Does closing Reader hurt Google in the future?

Does closing Reader hurt Google in the future?
If the name Chris Wetherell doesn't sound familiar to you, perhaps you know the product he invented eight years ago. Wetherell is the creator of  Google Reader, the news aggregating application that was shut down on Monday despite a huge following. He says that if he had come up with the idea today, he would have launched it outside of Google and built it up independently of Mountain View.

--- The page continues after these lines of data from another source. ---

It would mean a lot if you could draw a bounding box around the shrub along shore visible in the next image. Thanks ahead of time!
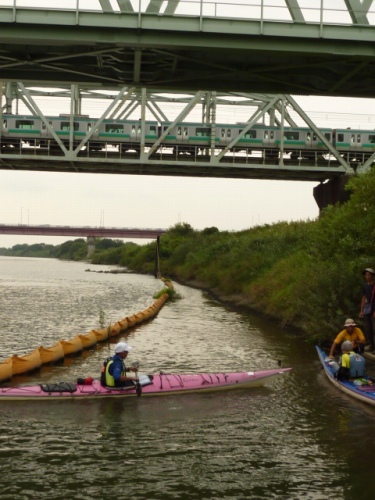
[0,171,375,342]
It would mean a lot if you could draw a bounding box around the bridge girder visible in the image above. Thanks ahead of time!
[0,0,375,97]
[0,82,360,181]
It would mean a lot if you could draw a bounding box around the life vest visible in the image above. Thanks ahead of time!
[100,358,126,387]
[349,352,366,378]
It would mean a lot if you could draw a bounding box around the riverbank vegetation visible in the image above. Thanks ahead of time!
[0,172,375,341]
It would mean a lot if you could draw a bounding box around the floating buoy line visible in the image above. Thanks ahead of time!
[0,278,173,382]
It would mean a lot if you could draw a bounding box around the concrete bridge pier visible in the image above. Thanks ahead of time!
[87,236,95,257]
[313,175,350,210]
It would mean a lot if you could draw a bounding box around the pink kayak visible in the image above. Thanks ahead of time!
[0,368,291,401]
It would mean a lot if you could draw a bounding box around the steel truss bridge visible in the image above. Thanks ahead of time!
[0,224,166,239]
[0,0,375,181]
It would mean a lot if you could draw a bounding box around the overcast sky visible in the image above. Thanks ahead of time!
[0,97,375,247]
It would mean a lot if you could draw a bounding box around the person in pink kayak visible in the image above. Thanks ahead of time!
[329,318,366,358]
[103,342,138,387]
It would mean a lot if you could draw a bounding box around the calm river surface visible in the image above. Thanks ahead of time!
[0,257,375,500]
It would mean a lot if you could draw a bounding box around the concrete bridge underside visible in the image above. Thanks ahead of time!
[0,0,375,97]
[0,0,375,211]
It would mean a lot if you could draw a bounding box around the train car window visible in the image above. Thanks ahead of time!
[284,132,299,141]
[195,127,210,137]
[239,130,258,139]
[16,120,34,130]
[105,123,124,134]
[60,122,79,132]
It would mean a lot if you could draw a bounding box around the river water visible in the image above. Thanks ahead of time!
[0,257,375,500]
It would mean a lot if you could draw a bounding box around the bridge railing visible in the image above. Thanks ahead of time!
[0,0,375,26]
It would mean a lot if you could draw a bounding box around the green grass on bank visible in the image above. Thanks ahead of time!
[0,172,375,341]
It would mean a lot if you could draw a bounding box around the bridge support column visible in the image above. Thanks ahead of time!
[313,175,350,210]
[87,236,95,257]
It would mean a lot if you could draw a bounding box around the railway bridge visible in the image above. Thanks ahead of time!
[0,0,375,206]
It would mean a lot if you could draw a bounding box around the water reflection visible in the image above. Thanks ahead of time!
[0,258,375,500]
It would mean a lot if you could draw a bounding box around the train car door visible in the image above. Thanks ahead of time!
[130,123,141,143]
[176,124,189,144]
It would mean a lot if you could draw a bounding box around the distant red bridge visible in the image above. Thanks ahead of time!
[0,224,166,239]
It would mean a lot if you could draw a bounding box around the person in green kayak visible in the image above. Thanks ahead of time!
[328,318,366,358]
[101,342,138,387]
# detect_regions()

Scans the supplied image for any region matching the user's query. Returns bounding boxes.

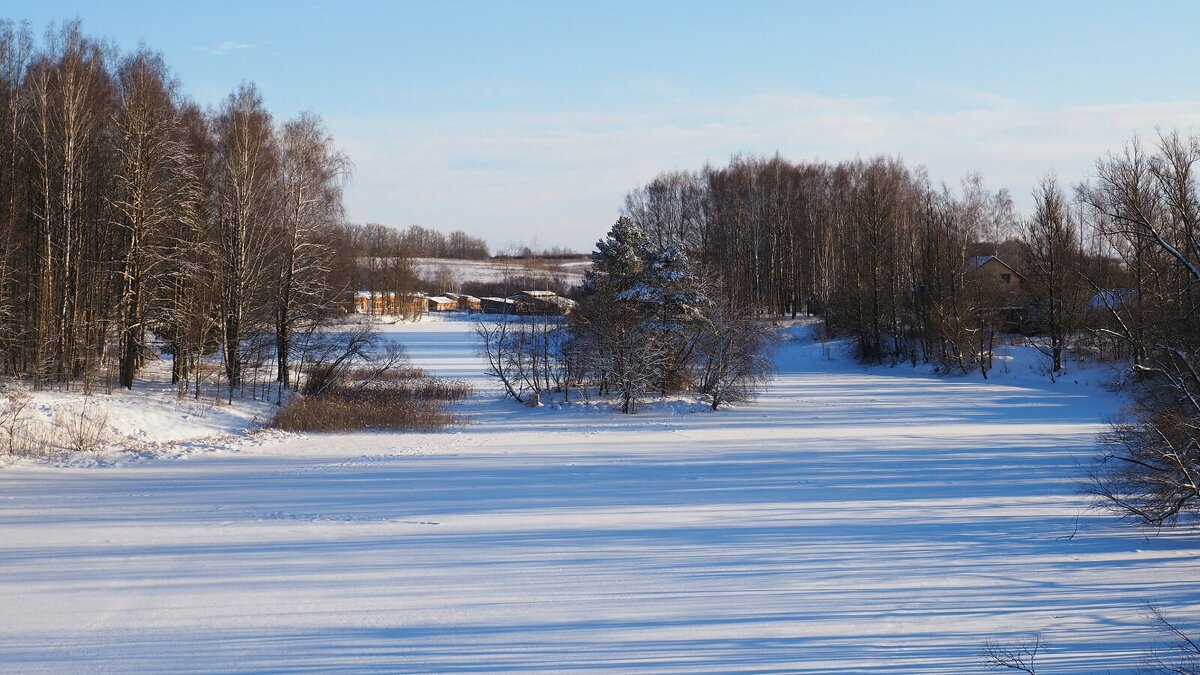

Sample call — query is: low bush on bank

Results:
[274,377,472,431]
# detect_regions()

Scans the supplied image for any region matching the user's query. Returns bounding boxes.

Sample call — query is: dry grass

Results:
[274,378,470,431]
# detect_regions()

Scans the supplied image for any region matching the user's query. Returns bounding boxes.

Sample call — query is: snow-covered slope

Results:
[0,312,1200,674]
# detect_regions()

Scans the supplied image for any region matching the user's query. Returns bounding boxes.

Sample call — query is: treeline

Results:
[625,133,1200,525]
[0,22,349,395]
[476,216,775,413]
[397,225,491,261]
[625,156,1036,370]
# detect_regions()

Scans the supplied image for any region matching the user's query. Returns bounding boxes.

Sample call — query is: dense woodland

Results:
[0,22,488,396]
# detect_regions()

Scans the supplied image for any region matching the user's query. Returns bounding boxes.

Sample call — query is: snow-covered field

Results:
[0,317,1200,674]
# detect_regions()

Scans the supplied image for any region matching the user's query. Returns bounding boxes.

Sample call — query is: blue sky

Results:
[7,0,1200,250]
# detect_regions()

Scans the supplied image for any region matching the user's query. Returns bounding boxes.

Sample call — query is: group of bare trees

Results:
[478,216,774,413]
[0,22,348,395]
[1080,133,1200,526]
[397,225,490,261]
[625,133,1200,525]
[625,156,1032,371]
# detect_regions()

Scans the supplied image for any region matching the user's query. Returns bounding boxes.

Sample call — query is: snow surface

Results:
[0,317,1200,674]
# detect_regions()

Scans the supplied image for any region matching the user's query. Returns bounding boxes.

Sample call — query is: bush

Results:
[272,378,472,431]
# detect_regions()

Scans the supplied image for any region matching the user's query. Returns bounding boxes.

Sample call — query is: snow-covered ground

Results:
[0,317,1200,674]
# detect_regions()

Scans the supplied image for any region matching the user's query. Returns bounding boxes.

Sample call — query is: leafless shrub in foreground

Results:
[980,633,1046,675]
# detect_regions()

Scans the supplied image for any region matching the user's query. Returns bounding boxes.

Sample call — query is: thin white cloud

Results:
[199,40,254,56]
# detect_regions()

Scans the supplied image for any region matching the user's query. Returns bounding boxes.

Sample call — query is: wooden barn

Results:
[967,256,1025,291]
[354,291,426,317]
[425,295,458,312]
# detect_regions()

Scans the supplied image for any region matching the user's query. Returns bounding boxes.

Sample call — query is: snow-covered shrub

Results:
[54,401,109,453]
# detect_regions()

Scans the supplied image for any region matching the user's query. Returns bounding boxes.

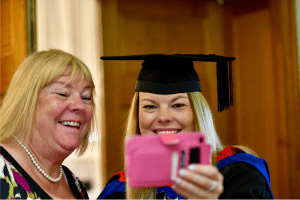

Almost completely overlooked in the decision by Google to close Reader is the precedence it is setting for current and future employees. There is no longer any incentive for workers to bring their best idea to management, knowing that even if a new idea becomes wildly popular, it could get shut down. Jenna Bilotta, a former Google UX designer who worked on the Google Reader project with Wetherall, says that "If people have an amazing idea that they feel passionate about, it may almost feel safer to leave the company to protect your idea." If Wetherall and Bilotta had left Google and brought out Reader on their own, who knows what they might each be worth now? Hoping to capture lightning in a bottle once again, the pair has teamed up to develop Avocado, a private messaging service for couples that is available for iOS and Android.

Bilotta, like many others, still scratches her head over Google decision to 86 Google Reader. "I think the reason why people are freaking out about Reader is because that Reader did stick. The numbers, at least until I left, were still going up." While the decision by Google to close Reader affects many people now, in the future it might be Google that gets hurt if the best ideas from inside the company end up developed outside the company.